L’indemnité journalière en cas de maladie est-elle malade? Les cas d’entreprises sans couverture dominent le débat. Or, il ne s’agit là que d’un symptôme. Les causes profondes sont ailleurs: dans la multiplication des absences et leur allongement, surtout en cas de troubles de la santé mentale.
Ils ont beau être des cas isolés, les exemples faisant état d’une forte hausse des primes et de petites entreprises dont les collaborateurs ne sont plus couverts par une assurance d’indemnités journalières en cas de maladie suscitent, à juste titre, l’inquiétude. Dans ce contexte, le Parlement débat actuellement d’une mesure visant à rendre cette couverture d’assurance obligatoire. À première vue, c’est une bonne chose; or, pour que le «traitement» produise des effets sur la durée, il faut dès maintenant s’attaquer au problème à la racine
28 000 francs, c’est le coût d’un arrêt de travail dû à des troubles de la santé mentale en moyenne et donc l’un des principaux facteur de coûts en indemnités journalières en cas de maladie.
Christoph Bühler,
Leiter Personenversicherungen bei Zurich
À première vue, c’est une bonne chose; or, pour que le «traitement» produise des effets sur la durée, il faut dès maintenant s’attaquer au problème à la racine.
«La hausse des primes d’assurance n’est qu’un symptôme», estime Reinhard Schmid, responsable P&C Clients Entreprises à AXA: «le véritable problème, c’est la multiplication des jours d’absence». En Suisse, les assureurs sont tenus de proposer des primes adaptées au risque: si les absences augmentent, ils sont contraints de revoir leurs primes en conséquence. Sans compter que ces absences génèrent aussi une charge supplémentaire pour les entreprises, souligne Christoph Bühler, responsable des assurances de personnes auprès de Zurich: «elles entraînent des pertes de productivité, des frais pour le recrutement de remplaçants, des complications organisationnelles, une baisse de la qualité et des retards».
À la recherche de causes, les troubles psychiques détonnent: en forte progression, surtout depuis la pandémie de coronavirus, ils s’inscrivent plus souvent sur de longues durées – ce qui induit des coûts plus élevés. Selon Reinhard Schmid, les absences dues à des causes psychiques constituent l’un des principaux facteurs de coûts en assurance collective d’indemnités journalières – et entraînent un coût moyen de 28000 francs par cas, soit près de 8 pour cent de plus qu’en 2019. Cette majoration s’explique aussi par d’autres évolutions sociétales et démographiques encore, comme le vieillissement de la population ou une sédentarité accrue. Conjugués, ces phénomènes se traduisent par une multiplication et un allongement des absences, y compris dans le tertiaire.

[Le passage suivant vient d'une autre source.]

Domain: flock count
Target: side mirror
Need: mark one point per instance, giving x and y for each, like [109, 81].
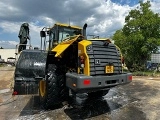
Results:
[42, 34]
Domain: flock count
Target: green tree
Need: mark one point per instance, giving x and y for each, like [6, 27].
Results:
[140, 36]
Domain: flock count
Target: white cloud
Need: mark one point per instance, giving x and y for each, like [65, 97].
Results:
[102, 16]
[9, 27]
[8, 44]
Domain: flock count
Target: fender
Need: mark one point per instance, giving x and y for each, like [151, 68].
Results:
[30, 68]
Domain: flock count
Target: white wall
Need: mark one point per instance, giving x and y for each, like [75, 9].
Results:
[6, 53]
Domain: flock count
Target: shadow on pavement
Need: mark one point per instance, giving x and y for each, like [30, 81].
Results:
[91, 108]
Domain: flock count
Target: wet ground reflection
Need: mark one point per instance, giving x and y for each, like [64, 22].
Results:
[91, 108]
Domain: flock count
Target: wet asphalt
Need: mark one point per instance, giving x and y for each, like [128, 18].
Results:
[138, 100]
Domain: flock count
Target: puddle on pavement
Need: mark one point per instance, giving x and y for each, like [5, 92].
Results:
[4, 91]
[92, 108]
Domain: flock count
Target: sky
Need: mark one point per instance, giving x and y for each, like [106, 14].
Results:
[103, 17]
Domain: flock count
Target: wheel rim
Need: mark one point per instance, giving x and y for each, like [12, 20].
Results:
[42, 88]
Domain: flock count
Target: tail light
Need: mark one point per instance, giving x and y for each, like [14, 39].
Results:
[122, 60]
[82, 61]
[130, 77]
[15, 93]
[81, 64]
[86, 82]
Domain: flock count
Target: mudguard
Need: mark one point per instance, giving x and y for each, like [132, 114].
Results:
[30, 68]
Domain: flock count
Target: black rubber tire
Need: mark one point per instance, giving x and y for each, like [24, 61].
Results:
[97, 94]
[55, 88]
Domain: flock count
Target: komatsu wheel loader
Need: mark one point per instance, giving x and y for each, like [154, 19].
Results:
[71, 66]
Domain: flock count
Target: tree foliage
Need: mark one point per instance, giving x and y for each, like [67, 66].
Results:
[140, 36]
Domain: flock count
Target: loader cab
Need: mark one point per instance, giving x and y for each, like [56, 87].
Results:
[59, 33]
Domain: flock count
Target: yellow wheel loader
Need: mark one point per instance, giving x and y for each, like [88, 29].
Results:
[71, 66]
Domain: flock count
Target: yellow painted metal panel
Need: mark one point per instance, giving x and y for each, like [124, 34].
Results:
[64, 45]
[82, 51]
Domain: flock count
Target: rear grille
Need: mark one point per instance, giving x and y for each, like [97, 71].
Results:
[101, 55]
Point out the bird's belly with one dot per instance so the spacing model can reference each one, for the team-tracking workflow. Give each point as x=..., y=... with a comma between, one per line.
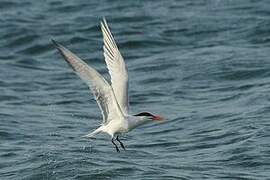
x=116, y=128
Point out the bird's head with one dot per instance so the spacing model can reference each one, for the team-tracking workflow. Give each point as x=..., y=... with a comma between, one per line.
x=149, y=116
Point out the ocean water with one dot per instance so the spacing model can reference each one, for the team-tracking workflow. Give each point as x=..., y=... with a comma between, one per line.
x=203, y=65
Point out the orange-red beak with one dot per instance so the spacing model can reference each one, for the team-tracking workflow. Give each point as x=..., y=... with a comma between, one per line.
x=157, y=118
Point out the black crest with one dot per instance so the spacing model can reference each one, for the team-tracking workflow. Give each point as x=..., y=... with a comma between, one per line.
x=143, y=114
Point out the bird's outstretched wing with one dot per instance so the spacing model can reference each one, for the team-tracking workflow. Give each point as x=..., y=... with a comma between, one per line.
x=116, y=66
x=102, y=91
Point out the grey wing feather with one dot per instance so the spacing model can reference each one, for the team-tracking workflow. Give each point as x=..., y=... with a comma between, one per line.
x=102, y=91
x=116, y=66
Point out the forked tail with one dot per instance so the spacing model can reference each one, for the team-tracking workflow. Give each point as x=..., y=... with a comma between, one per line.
x=95, y=132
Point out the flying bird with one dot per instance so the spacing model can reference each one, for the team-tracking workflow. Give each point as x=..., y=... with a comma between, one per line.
x=112, y=99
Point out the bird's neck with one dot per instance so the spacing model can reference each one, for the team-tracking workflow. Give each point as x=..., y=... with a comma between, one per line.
x=134, y=121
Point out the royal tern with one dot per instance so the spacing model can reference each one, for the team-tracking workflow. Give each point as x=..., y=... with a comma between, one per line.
x=111, y=99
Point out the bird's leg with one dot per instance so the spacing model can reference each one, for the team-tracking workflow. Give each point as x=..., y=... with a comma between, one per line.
x=122, y=145
x=117, y=149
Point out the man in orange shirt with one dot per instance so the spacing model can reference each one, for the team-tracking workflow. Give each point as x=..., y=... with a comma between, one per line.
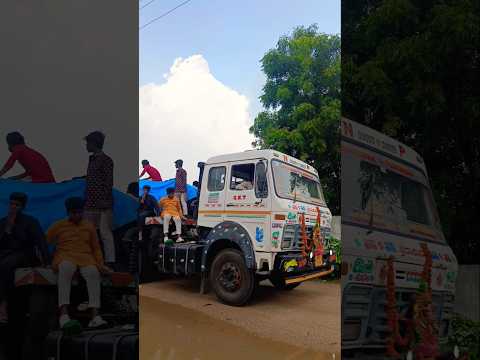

Pour être durablement efficace, un traitement doit s’attaquer au problème à la racine. Concernant l’indemnité journalière en cas de maladie, il s’agit de promotion de la santé (mentale) – et donc, de prévention. En l’espèce, une approche holistique s’avère la plus efficace, comme l’explique Christoph Bühler. Cela commence par un environnement de travail sain, des cadres formés à la gestion du personnel et à l’identification des signes de surmenage. Enfin, les collaborateurs eux-mêmes ont un rôle essentiel à jouer: mode de vie sain, gestion de leur stress et renforcement de leur propre résilience. Des offres existent, souligne Reinhard Schmid: il s’agit de les coordonner intelligemment, de les appliquer avec pragmatisme et de veiller à ce qu’elles soient abordables, en particulier pour les PME.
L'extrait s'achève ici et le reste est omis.